I was never clear if it was his direction and vision or whether he simply disliked me. My job in retail now frustrated me. I felt trapped, not challenged, jobs I had enjoyed now became repetitive. My best was never good enough. There was never an end point. I would go home thinking the job was done only to return the next day and be told it was, in fact, not good enough.

The social aspect kept me going to an extent. Nights out, Christmas parties any excuse for a night or day out. But the seed was planted. I did not want to do this for the rest of my life. I did not want to one day become like this manager. I did not want a career in retail. I wanted to enjoy work.
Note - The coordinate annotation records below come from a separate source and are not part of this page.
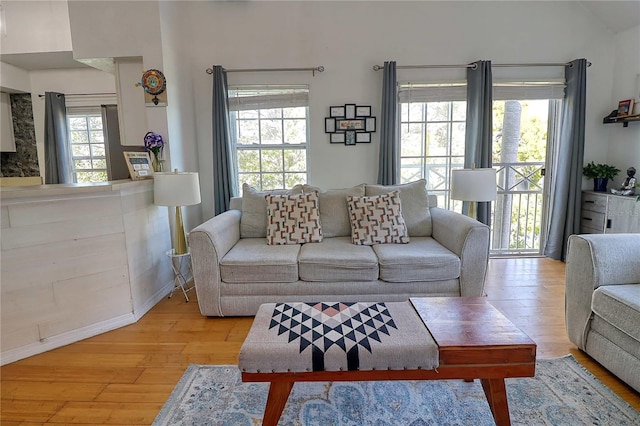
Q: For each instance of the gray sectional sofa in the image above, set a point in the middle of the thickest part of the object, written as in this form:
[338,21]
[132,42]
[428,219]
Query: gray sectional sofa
[235,270]
[602,306]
I worked in retail for some years after this. A new manager started and my career picked up again. I enjoyed some good times in the years that followed but my mind was made up. I never again wanted to work for a manager like I had. I wanted to be one step ahead. I would ensure my work was always of the highest standard but would also ensure I would not again be pushed around so easily. I worked until I was 23 in retail. The store was closed and I was offered the chance to move into management as a trainee or take a package. It was the package all day long. This was the opportunity I had waited for and I wanted to grab it with both hands.

I was living at home still supported by two very loving parents. I returned to college, resat my GCSE’s and in 1 year secured a place at University. I had achieved more in one year than I had in several years in retail. What’s more I was enjoying it. I enjoyed learning again, I had to read and study, I spent the the hours I had worked in the library writing assignments. I felt engaged, challenged and positive about the future. I had also made a significant decision. I had decided to teach.

The next four years at university were fantastic. I was so enthused by the other students, I felt part of something and respected my teachers while often seeking their advice. The work ethic and routine i had developed in retail stuck with me. While my peers lay in bed until 3 in the afternoon, I would be in the library. I would read books, research papers, surf the net (still in its infancy at that point), even study maps and examine learning resources. I loved it.

I was studying for a degree in primary education which meant blocks of teaching practice. What more could I ask for I was working, studying and still had the most amazing social life! The teaching was amazing. I worked at amazing schools, with amazing teachers and the most incredibly supportive children. It was a fabulous four years.

I developed a style of teaching over those four years. I was creative, an actor, lively, engaging, a risk taker and loved it. I was given the opportunity to work in different environments in differing contexts. My first teaching practice was in a diverse location, with children that had a range of needs. I would never have believed that I would be back there years later. In a very different role.